The U.S. and Western European governments will default on their debt, says Marc Faber, editor of the Gloom Boom & Doom Report.
Asked on CNBC whether he would buy Greek government debt, the investment guru responded, “I’m not interested in sovereign debt, because I think all governments will eventually default, including the U.S.”
He later amended that statement, saying emerging market countries with small debt burdens and large currency reserves are exempt.
“The problem is that emerging market economies today are much sounder in terms of debt-to-GDP ratios than the developed world, including the U.S. and Western Europe,” Faber said.
“The problems will really be in the developed world. They have huge debt-to-GDP ratios and unfunded liabilities.
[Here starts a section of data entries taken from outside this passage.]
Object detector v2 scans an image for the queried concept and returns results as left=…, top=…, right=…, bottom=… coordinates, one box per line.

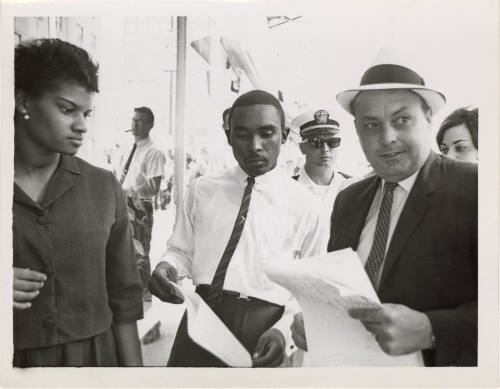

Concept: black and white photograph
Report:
left=0, top=0, right=498, bottom=387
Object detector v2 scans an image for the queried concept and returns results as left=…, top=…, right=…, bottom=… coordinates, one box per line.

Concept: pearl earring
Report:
left=23, top=113, right=30, bottom=120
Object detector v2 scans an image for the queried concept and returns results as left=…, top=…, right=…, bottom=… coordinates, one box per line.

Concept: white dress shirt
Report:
left=296, top=165, right=354, bottom=243
left=357, top=169, right=420, bottom=286
left=162, top=164, right=327, bottom=344
left=120, top=136, right=166, bottom=199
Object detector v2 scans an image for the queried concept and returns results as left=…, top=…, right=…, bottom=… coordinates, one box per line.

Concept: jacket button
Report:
left=37, top=216, right=48, bottom=225
left=42, top=317, right=56, bottom=329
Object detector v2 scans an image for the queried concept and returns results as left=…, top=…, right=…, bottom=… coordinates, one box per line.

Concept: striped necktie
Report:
left=205, top=176, right=255, bottom=309
left=119, top=143, right=137, bottom=185
left=364, top=182, right=398, bottom=290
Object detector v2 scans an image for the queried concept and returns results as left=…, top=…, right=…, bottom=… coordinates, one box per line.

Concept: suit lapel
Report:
left=379, top=152, right=441, bottom=288
left=333, top=176, right=380, bottom=250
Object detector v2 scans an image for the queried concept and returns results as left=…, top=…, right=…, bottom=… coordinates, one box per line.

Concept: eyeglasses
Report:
left=305, top=137, right=341, bottom=149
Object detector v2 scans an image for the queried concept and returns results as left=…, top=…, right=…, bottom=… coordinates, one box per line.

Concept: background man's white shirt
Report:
left=120, top=136, right=166, bottom=198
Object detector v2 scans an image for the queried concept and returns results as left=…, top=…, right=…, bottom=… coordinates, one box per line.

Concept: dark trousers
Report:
left=167, top=285, right=284, bottom=367
left=126, top=197, right=153, bottom=289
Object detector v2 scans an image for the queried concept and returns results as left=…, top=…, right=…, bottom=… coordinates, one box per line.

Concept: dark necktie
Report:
left=364, top=182, right=398, bottom=290
left=205, top=176, right=255, bottom=309
left=120, top=143, right=137, bottom=185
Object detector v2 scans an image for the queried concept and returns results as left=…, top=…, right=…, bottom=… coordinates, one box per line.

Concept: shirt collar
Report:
left=233, top=163, right=282, bottom=187
left=60, top=155, right=81, bottom=175
left=135, top=136, right=152, bottom=148
left=382, top=168, right=420, bottom=193
left=297, top=164, right=338, bottom=188
left=297, top=165, right=314, bottom=186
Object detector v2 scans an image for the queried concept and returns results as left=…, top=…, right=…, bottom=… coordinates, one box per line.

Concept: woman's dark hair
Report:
left=15, top=38, right=99, bottom=97
left=436, top=107, right=478, bottom=149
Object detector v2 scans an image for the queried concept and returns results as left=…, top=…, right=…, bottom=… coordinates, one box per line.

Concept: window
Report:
left=56, top=17, right=64, bottom=33
left=76, top=24, right=84, bottom=44
left=89, top=33, right=96, bottom=51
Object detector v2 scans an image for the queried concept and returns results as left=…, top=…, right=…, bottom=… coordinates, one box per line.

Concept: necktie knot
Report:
left=385, top=182, right=398, bottom=193
left=247, top=176, right=255, bottom=187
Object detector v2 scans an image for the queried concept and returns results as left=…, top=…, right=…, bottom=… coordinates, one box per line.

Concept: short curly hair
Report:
left=436, top=107, right=478, bottom=149
left=15, top=38, right=99, bottom=97
left=229, top=90, right=285, bottom=129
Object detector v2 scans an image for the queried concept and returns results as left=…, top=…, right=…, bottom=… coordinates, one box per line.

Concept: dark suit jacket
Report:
left=328, top=152, right=477, bottom=366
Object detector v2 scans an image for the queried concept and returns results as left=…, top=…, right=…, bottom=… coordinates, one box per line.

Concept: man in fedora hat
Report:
left=293, top=62, right=477, bottom=366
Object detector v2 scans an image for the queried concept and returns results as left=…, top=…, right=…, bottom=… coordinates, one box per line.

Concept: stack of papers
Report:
left=262, top=248, right=424, bottom=366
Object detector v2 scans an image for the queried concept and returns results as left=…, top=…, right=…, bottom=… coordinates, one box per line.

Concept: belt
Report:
left=195, top=284, right=282, bottom=308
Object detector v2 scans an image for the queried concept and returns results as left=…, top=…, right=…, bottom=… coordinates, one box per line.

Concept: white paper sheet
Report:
left=262, top=248, right=424, bottom=366
left=180, top=287, right=252, bottom=367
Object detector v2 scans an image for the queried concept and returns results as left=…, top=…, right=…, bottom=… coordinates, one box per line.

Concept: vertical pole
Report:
left=174, top=17, right=187, bottom=219
left=48, top=17, right=57, bottom=38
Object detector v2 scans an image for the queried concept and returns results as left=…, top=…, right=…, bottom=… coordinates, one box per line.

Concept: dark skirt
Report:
left=13, top=326, right=119, bottom=367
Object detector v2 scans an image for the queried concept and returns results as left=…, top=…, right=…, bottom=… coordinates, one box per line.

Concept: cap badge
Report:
left=314, top=110, right=329, bottom=124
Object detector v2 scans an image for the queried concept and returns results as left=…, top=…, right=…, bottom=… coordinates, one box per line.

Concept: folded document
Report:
left=262, top=248, right=424, bottom=366
left=181, top=287, right=252, bottom=367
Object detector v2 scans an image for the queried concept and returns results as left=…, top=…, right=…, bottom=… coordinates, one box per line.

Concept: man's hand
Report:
left=252, top=328, right=285, bottom=367
left=291, top=312, right=308, bottom=351
left=348, top=303, right=434, bottom=356
left=14, top=267, right=46, bottom=310
left=148, top=261, right=184, bottom=304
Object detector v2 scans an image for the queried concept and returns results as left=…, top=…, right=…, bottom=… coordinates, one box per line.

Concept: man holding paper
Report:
left=294, top=58, right=477, bottom=366
left=149, top=90, right=325, bottom=367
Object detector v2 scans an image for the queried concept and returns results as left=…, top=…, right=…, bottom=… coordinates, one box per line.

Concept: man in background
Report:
left=118, top=106, right=166, bottom=301
left=206, top=107, right=237, bottom=174
left=293, top=109, right=353, bottom=236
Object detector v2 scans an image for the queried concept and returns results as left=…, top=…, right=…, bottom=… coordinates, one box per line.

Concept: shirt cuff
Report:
left=112, top=301, right=144, bottom=323
left=161, top=252, right=191, bottom=278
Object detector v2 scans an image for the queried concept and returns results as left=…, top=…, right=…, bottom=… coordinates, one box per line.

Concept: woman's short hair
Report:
left=436, top=107, right=478, bottom=149
left=15, top=38, right=99, bottom=97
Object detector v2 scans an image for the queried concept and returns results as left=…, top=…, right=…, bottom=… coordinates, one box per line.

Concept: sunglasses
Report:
left=306, top=137, right=341, bottom=149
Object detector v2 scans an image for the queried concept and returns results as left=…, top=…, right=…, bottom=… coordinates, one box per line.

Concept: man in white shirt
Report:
left=118, top=107, right=166, bottom=299
left=293, top=110, right=353, bottom=238
left=289, top=110, right=353, bottom=363
left=149, top=90, right=325, bottom=367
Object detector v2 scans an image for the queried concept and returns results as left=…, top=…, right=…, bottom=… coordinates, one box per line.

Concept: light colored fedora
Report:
left=336, top=63, right=446, bottom=116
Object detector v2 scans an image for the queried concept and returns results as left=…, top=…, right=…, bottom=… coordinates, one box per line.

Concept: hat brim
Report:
left=336, top=83, right=446, bottom=116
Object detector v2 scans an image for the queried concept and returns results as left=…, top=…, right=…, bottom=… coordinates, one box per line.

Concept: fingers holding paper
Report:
left=148, top=261, right=184, bottom=304
left=348, top=303, right=434, bottom=356
left=252, top=328, right=285, bottom=367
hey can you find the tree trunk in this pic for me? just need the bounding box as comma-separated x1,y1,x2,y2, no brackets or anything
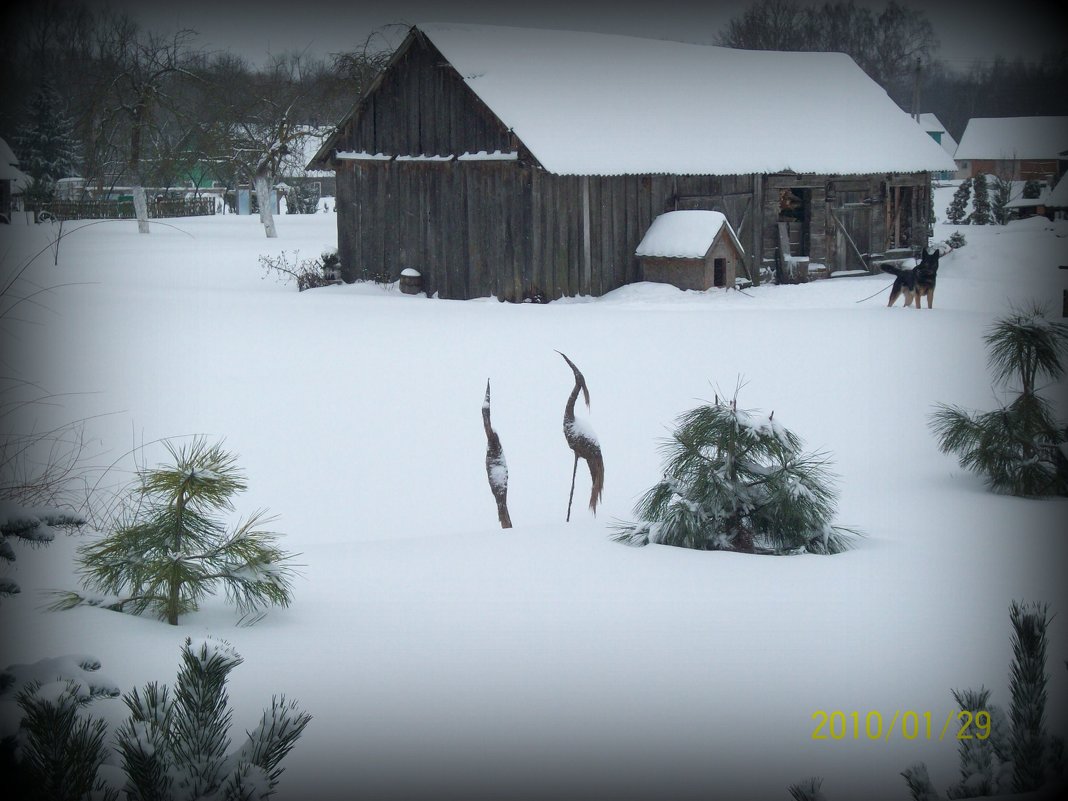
254,172,277,238
130,103,150,234
132,184,150,234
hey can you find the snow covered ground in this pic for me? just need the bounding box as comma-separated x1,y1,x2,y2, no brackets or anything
1,197,1067,800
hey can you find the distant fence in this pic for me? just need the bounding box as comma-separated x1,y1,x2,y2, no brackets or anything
28,197,217,221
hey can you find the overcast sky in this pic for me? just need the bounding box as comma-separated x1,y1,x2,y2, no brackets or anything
111,0,1062,70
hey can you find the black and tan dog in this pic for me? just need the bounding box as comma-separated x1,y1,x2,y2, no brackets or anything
882,247,940,308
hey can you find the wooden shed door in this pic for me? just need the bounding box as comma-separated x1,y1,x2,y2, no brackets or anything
833,192,872,270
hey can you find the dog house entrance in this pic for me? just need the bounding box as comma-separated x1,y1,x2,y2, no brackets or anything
713,258,726,287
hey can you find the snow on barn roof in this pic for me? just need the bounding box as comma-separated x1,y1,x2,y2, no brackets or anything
635,210,743,258
414,23,956,177
954,116,1068,161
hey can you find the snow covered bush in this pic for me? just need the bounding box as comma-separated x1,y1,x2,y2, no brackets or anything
947,230,966,250
117,637,311,800
1,501,84,599
929,305,1068,496
55,439,298,625
2,641,311,801
613,389,856,554
1,655,120,801
259,250,333,291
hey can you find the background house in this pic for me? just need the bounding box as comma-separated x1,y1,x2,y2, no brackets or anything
310,23,955,300
953,116,1068,182
1,137,29,221
916,113,960,180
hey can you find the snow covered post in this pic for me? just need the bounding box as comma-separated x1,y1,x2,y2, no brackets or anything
482,380,512,528
399,268,423,295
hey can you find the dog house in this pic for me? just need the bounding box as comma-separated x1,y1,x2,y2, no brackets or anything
636,210,745,290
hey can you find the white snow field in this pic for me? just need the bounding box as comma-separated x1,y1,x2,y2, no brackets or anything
1,199,1067,801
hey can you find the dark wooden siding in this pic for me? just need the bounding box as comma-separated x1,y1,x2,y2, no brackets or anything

These unfunded liabilities are so huge that eventually these governments will have to print money before they default.”
As for stocks, Faber says the downward move isn’t over.
“We are in a correction phase, and I would expect to see this correction phase run further.”
The market could stage a “relief rally” in the next 10 days, Faber says. But he doesn’t expect the Standard & Poor’s 500 Index to breach 1,100.
Others are worried about Europe’s debt burden as well.
“The risk of contagion is a real one,” Scott Thiel, head of European fixed income at BlackRock, told The New York Times.
“Investor sentiment is now focused on countries like Spain and Portugal, where fundamentals are weakest.”